Każdy człowiek może zbłądzić, uparcie trwa w błędzie tylko głupi.
Za kilka lat urodziła córkę, której dziadkowie też nigdy nie poznali. Lata mijały, żyło im się dobrze, a jednak czasem wszystko wracało
i łapała doła. Jak mówił Adam jako matka nigdy nie rozumiała jak można w taki sposób postąpić z własnym dzieckiem?
Mąż gdy widział jej męczarnie mówił ....powiedz słowo, a już moi ludzie im życie umilą. Nie, nigdy nie chciała takiej zemsty, też ( jak Adam ) chciała być lepsza od nich. Wiedziała że komuna będąca u szczytu władzy, mogła wiele.
Adam gdy poznał swoją żonę, mówił że miał tyle co na sobie. Ale był ambitny, pracował, studiował, udzielał korepetycji, dwoił się i troił aby wyjść na ludzi.
Gdy go zaprosiła pierwszy raz do siebie poszedł w pożyczonych spodniach , chciał dobrze wypaść i żeby dziewczyna się za niego nie wstydziła.
Szybko go polubili, ojciec dał mu u siebie pracę, która była tak dopasowana czasowo że mógł też studiować.
Gdy zaczęli rozmawiać o ślubie, rodzice zapytali o jego rodzinę. Wtedy im powiedział....powiedzmy, że jestem sam.

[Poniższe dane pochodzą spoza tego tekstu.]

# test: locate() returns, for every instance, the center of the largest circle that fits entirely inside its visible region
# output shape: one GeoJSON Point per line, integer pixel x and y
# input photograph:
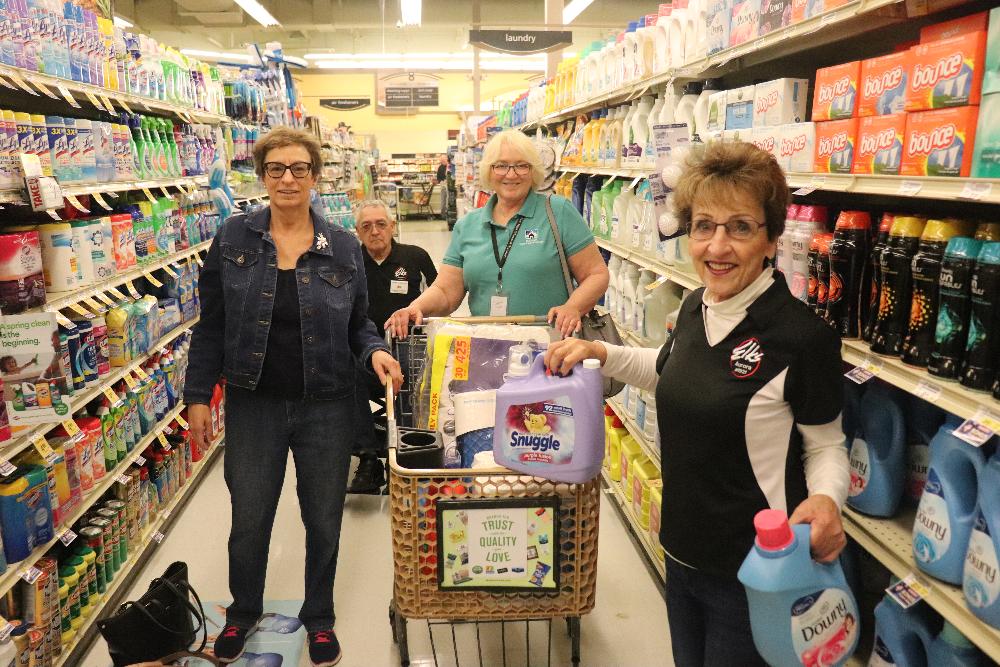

Tak też zostało, on nie opowiadał, a oni nie pytali.
Byli już rodzinom kiedy przyszli do ich domu świadkowie, teściowa powiedziała do Adama...idź im powiesz że nic od nich nie chcemy. Poszedł choć z wielkimi oporami. I wtedy zaintrygowała go reakcja teściowej, jej pobudzenie, złość nigdy jej takiej wcześniej nie widział.
Zaczął drążyć temat i wtedy się dowiedział jak to było....
Ta szczerość teściowej i jego ośmieliła do zwierzeń. Podobno przesiedzieli do rana na zwierzeniach, opowieściach którym towarzyszyło morze łez. Aż reszta domowników się zainteresowała ich rozmową, ale nie chcieli towarzystwa, woleli zostać sami.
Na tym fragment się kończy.